Upps sorry, I didnt catch up on the deny(routed) part.

karjala · November 14, 2021, 4:44am

Aren’t these two rules suggested by the other post too permissive?

sudo ufw allow in on lxdbr0
sudo ufw route allow in on lxdbr0

Doesn’t it mean that the containers will be able to attempt to ssh on the host machine, for example?

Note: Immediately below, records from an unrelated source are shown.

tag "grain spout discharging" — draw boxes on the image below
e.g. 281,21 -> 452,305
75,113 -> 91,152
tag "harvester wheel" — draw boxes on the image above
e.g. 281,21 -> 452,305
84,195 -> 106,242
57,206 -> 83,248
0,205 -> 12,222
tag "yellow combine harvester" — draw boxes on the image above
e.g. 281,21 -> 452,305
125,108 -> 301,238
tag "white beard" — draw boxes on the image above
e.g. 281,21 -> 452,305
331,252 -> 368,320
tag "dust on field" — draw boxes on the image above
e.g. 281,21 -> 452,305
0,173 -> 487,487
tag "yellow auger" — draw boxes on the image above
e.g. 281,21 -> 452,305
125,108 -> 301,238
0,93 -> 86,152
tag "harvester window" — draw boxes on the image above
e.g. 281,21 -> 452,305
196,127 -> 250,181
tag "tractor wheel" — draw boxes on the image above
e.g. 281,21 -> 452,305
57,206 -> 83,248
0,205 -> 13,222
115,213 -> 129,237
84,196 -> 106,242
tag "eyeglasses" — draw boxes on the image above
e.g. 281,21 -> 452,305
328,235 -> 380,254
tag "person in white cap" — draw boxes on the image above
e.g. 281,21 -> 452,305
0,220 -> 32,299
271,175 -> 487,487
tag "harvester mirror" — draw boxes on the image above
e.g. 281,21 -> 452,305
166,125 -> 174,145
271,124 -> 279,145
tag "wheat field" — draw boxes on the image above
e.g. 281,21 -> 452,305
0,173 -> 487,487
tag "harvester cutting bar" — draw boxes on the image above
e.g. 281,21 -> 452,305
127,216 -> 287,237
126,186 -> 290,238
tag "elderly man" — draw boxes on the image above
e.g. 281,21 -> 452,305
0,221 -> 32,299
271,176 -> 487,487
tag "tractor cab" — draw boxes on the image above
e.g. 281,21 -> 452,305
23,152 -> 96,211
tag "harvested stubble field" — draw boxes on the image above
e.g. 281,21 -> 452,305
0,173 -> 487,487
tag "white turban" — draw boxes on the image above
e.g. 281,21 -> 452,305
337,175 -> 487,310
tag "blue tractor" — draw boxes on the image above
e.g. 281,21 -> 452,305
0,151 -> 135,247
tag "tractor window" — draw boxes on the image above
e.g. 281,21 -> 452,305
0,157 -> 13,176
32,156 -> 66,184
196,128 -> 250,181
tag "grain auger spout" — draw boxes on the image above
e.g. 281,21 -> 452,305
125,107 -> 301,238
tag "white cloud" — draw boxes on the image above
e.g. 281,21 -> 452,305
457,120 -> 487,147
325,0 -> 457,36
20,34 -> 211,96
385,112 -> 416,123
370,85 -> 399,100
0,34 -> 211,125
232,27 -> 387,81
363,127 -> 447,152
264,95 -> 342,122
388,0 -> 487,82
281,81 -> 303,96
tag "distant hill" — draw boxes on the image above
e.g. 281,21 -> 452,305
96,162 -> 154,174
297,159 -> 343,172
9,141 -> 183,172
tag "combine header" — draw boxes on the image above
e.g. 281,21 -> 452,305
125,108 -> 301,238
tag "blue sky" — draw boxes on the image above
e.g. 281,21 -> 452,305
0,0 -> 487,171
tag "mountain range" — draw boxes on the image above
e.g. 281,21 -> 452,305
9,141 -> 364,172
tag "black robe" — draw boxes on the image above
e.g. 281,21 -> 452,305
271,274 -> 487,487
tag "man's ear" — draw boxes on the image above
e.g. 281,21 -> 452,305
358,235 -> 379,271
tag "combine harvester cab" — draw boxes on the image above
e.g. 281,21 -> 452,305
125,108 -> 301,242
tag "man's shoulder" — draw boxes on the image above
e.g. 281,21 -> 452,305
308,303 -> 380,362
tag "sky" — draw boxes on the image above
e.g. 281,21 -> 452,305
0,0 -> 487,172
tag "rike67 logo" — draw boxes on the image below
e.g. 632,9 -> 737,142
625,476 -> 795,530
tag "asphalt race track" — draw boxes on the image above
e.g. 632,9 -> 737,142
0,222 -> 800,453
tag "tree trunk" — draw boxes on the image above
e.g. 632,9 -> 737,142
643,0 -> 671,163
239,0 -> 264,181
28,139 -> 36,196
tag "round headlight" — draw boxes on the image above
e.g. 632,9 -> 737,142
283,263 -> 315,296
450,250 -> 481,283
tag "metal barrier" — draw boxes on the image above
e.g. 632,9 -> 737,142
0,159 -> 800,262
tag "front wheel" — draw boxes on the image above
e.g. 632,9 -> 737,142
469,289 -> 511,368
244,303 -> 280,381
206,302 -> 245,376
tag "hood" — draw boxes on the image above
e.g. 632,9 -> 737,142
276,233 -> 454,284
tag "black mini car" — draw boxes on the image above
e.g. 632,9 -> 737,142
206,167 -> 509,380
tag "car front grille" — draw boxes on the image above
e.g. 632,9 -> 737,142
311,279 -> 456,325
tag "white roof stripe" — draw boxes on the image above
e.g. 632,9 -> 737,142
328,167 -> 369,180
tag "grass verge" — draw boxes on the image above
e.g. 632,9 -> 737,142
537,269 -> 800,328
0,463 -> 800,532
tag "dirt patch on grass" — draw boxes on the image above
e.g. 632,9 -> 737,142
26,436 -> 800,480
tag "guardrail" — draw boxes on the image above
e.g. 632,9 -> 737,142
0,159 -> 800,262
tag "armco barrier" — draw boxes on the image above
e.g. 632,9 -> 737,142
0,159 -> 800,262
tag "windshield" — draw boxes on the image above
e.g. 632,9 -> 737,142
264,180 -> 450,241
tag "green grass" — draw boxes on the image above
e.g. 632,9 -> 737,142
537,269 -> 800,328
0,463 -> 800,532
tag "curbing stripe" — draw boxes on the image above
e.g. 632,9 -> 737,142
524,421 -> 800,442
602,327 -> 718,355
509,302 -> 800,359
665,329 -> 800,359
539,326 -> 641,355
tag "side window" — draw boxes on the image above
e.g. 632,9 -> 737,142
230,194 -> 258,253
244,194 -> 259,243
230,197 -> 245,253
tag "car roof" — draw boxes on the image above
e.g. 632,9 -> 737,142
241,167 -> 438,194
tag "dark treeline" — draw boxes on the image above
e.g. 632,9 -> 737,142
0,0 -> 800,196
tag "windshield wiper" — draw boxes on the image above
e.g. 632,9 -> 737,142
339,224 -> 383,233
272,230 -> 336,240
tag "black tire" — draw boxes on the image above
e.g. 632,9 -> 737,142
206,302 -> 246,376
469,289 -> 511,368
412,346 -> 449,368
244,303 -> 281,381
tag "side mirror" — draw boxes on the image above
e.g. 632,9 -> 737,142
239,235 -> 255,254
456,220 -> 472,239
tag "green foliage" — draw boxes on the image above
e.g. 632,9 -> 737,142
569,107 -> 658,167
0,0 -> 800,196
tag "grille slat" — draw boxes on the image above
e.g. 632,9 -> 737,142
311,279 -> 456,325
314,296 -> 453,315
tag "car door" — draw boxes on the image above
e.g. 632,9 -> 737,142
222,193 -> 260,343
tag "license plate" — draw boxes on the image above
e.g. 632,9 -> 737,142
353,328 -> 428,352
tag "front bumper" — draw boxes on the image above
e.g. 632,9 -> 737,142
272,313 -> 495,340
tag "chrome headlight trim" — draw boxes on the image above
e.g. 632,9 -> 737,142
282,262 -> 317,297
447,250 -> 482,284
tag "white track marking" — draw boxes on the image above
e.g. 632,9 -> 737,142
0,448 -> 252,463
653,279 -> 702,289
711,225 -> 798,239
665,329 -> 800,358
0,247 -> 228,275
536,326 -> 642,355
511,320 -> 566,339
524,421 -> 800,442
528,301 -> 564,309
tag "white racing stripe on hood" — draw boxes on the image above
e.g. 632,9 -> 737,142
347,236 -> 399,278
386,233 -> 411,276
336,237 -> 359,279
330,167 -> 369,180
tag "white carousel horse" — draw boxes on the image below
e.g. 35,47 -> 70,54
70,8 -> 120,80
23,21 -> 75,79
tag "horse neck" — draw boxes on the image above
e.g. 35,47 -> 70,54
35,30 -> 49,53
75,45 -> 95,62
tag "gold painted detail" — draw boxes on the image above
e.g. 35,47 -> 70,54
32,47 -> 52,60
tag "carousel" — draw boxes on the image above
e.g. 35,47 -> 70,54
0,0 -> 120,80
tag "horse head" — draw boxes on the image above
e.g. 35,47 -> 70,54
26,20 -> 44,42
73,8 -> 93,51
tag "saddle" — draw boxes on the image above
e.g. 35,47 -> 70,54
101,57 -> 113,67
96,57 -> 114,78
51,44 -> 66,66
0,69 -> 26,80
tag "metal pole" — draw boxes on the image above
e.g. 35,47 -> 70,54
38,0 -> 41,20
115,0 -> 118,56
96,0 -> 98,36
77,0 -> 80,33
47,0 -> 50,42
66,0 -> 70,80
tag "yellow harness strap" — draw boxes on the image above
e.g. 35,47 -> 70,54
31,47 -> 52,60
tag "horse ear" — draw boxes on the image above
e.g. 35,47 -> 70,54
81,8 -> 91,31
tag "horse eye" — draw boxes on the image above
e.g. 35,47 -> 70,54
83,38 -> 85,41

What is the minimum number of ports I need to allow on the host, for LXD to work?

Thank you,

cemzafer · November 14, 2021, 6:09am

Hi karjala,
As @tomp mentioned that, I suppose 2 UDP ports: 67 and 68 for DHCP and TCP/UDP 53 for DNS is enough for minimum number of ports and ssh/22 typically.
Regards.

karjala · November 14, 2021, 8:06am

By adding these two ufw rules listed here:

ufw allow in on lxdbr0 to 10.100.200.1 port 53
ufw allow in on lxdbr0 proto udp to 255.255.255.255 port 67:68

…it worked. Thanks.

tomp · November 15, 2021, 8:38am

If you run:

sudo apt install nftables
sudo nft list table inet lxd

You will see the rules that LXD adds to its own lxd nftables table, which normally would take effect if there wasn’t another nftables table with a default drop rule.

You can then replicate those into your ufw ruleset.